In some of the currently developed Sodium Fast Reactor (SFR) designs the core configuration will be rearranged to include internal spent fuel storage positions, with the benefit of avoiding an external sodium pool. However, in-vessel storage of failed fuel pins can lead to a direct contact between coolant and fuel, i.e. in a scenario where the cladding was breached, leading to their potential interaction in case of oxide based fuel forms (UO2 and MOX). The reaction product of sodium and oxide fuel is generally denoted as Na3MO4 (where M=U, Pu), and characterized by unfavorable physical properties, which might result in fuel swelling and/or pulverization, with the consequence of fissile isotopes or fission products dissemination into the primary system.
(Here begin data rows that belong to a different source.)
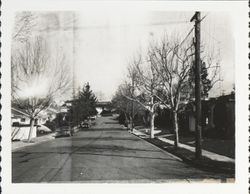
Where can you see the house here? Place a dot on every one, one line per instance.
(218, 116)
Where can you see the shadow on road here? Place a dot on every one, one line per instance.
(103, 129)
(106, 139)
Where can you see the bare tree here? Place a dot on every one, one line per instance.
(38, 78)
(146, 86)
(173, 62)
(25, 22)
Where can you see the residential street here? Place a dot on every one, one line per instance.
(104, 153)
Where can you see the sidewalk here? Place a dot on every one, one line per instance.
(210, 160)
(16, 145)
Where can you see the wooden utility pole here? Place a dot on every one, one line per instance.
(198, 126)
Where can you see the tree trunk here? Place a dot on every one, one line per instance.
(176, 130)
(32, 122)
(152, 120)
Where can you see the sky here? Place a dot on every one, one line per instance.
(99, 45)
The understanding of the corrosion mechanism and kinetics between liquid sodium and oxide based nuclear fuel becomes then of prior importance for establishing the feasibility of an internal storage of failed fuel pins.
In this contribution, we will present the results of out-of-pile tests that we perform to provide a basic knowledge of defective fuel pin behavior in contact with liquid sodium. With the aim to determine the physical mechanism involved in the sodium-fuel reaction, we firstly focused on the behavior of UO2 corrosion by sodium.
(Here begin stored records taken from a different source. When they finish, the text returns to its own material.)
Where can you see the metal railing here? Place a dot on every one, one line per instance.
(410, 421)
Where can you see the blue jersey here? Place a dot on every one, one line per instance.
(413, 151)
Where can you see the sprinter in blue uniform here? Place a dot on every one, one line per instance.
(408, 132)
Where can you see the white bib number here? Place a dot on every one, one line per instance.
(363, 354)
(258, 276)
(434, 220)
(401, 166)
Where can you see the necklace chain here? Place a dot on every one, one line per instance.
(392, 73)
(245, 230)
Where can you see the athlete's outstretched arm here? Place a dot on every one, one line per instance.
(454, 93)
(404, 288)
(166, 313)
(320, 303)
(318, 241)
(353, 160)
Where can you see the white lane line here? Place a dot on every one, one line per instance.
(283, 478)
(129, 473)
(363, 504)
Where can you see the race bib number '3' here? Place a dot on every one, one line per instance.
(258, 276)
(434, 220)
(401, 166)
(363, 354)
In order to cover the internal storage scenario, isothermal experiments were performed inside capsules with stagnant liquid sodium and UO2 at 800°C. To establish the influence of the grain orientation on the growth process of the reaction product, well-oriented (<111> and <001>) single crystals were used and finally to extend the behavior to the fuel pellet, a polycrystalline UO2 sample was tested as well. The corrosion product was analyzed by XRD, SEM-EDX and RAMAN. It consists in a homogeneous layer, whose morphology depends on the crystallographic orientation of the UO2 corroded grain or single crystal. However, the thickness of the corrosion layer does not seem to depend on the crystallographic orientation of the UO2 corroded grain that was unexpected.
A tentative interpretation of UO2 corrosion by sodium is proposed. This interpretation will be used for further study on the modelling of MOX-sodium interaction. There the influence of Pu on the corrosion process will be addressed and added to the UO2-Na model.